DRoom – A new kind of film-developing tank
With traditional film-developing tanks, you need to load your film either in a darkroom or inside a changing bag. The changing bag is used when you don’t have ready access to a darkroom but need to develop your film.
DRoom takes the darkroom and changing bag out of the equation completely. It allows you to load your film, pour your chemicals in and out and then wash and hang the film no matter what the light levels.
It’s an interesting design that essentially lets you attach your film canister onto the side of the unit to load it onto the spool inside the tank. Then, you detach the canister holder, pour in your chemicals and develop as normal.

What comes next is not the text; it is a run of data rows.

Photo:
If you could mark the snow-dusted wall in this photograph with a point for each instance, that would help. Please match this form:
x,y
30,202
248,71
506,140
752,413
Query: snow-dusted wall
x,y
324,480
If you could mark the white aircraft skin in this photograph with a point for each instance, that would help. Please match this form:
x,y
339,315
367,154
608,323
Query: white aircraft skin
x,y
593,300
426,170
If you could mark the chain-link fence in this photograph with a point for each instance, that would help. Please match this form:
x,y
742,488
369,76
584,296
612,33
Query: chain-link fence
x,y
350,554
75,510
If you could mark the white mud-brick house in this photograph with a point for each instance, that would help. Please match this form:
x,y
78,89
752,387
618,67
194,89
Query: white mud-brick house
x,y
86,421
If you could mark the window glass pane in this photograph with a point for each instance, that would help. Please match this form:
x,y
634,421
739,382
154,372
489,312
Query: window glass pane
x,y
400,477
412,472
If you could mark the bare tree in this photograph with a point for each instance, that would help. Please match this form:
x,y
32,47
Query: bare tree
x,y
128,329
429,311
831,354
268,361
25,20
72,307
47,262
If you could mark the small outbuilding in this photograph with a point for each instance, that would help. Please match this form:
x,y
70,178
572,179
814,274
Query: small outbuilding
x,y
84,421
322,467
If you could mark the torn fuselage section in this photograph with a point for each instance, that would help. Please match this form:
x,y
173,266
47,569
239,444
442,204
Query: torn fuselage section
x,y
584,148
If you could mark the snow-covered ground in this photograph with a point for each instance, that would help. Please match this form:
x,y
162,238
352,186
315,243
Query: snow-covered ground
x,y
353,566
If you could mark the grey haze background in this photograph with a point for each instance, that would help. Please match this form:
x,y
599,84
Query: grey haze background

Once it’s developed and washed, it’s safe to open up and bring out into the light in order to hang it up and dry it. Once dry, cut it up and place it into archival acid-free sleeves.
There doesn’t appear to be a demonstration of loading 120-format film on the Kickstarter campaign, although I expect that it the process is the same, albeit with a different holder on the side of the tank.
Several years in the making
The idea was born when founder and designer Zeyu Cao noticed the limitations of traditional film-developing tanks. He posted a video back at the beginning of 2020 showing an early prototype of his system.
After meeting other like-minded photographers, they set out to develop the concept into the product they have today. DRoom is a pretty interesting concept. I’d be curious to see how well it works in the real world.
After all, that slot on the side needs to be able to let film in whilst also preventing developing chemicals from getting out. Several different methods can be used for such a mechanism, but I am intrigued about which one they chose.
As somebody who owns a dozen or so developing tanks ranging from 2-8 35mm reels – but hasn’t used any of them in at least five years – something like this might actually make me start shooting more film again.
Price and Availability
DRoom is currently running on Kickstarter, where pledges start at HK$618 (around US$80). Items are expected to ship in June 2024. There are a number of stretch goals, such as a film lead extractor, drying clips and travel cases, but with only $1,000 raised so far, it has a way to go before those become a reality.